Gece 4'e az kala,

Yine kağıt kalem başındayım.

Yüzüne sustuklarımı,

Ağlaya ağlaya yazıyorum.

Yazarken elim titriyor.

Kağıt bir mürekkeple,

Bir de yaşlarımla ıslanıyor.

Ben ağladıkça kalem de ağlıyor.

Gözyaşlarımı yazdığım şiirlerle siliyorum.



Sensizliğine yemin içerim ki,

İki yabancı olduğumuz günleri bile özledim.

Olmadığını bilse de seni arıyor yaşlı gözlerim.

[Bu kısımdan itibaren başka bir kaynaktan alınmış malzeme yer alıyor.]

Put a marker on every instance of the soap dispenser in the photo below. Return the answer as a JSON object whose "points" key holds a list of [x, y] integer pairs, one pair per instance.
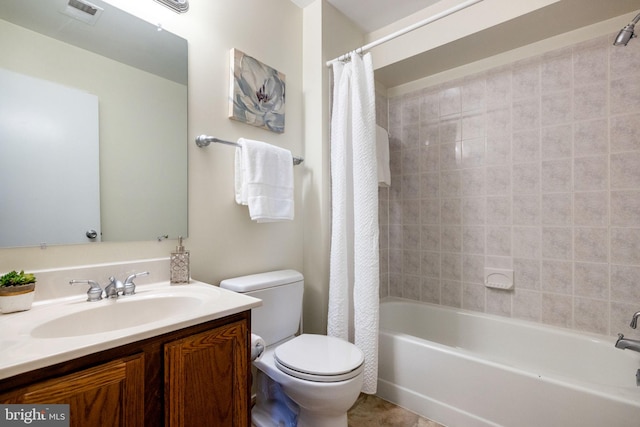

Okumayacağını bilse de seni yazıyor ellerim.

Sevmeyeceğini bilse de seni seviyor kalbim.

Gelmeyeceğini bilse de seni bekliyor benliğim.



Yâre kavuşmak,

Yârin yanıbaşında olmak değil der Annem.

Onun için endişeleniyorsan,

Derdiyle kederleniyorsan,

Sevindiğinde seviniyorsan,

Her duanda ismini eksik etmiyorsan,

Kalbine kalp oluyorsan;



Varsın duymasın seni,varsın hiç görmesin.

Varsın bilmesin seni,varsın hiç sevmesin.

Nasıl ki aşk bahanesiyse şiirin,

Yâr da bahanesidir değil midir aşkın?



En az içim kadar sızlıyor kollarım.

Canım çok yanıyor da söyleyemiyorum.

Bir sarılsan geçiverecek acılarımı,

Senden ayrı kaldıkça çekemiyorum.



Yalınayak yürümeye tenezzül edemediğim dikenli yolların sonunda sana kavuşacağımı bilsem;

Her bir acıyı unutur koşarak geçerim.

Hayatım film şeridi gibi geçse gözümün önünden ve içinden sadece bir anı tekrar yaşamak için seçsem;

Ben sana aşık olduğum anı seçerim.



Ama gerçekçi olmak lazım.

Geleceğimiz geçmişle aynı, şimdiki gibi.

Varsın olsun gönlüme yazık.

Ben yine aşığım sana, hala ilk günkü gibi.



Bir gülüm var bir de dikeni.

Seninle yuva kurabilmek varken hayal dahi kuramamakmış.

Bir canım var bir de yakanı.

Seninle uzak olmamak varken ölümde bile kavuşamamakmış.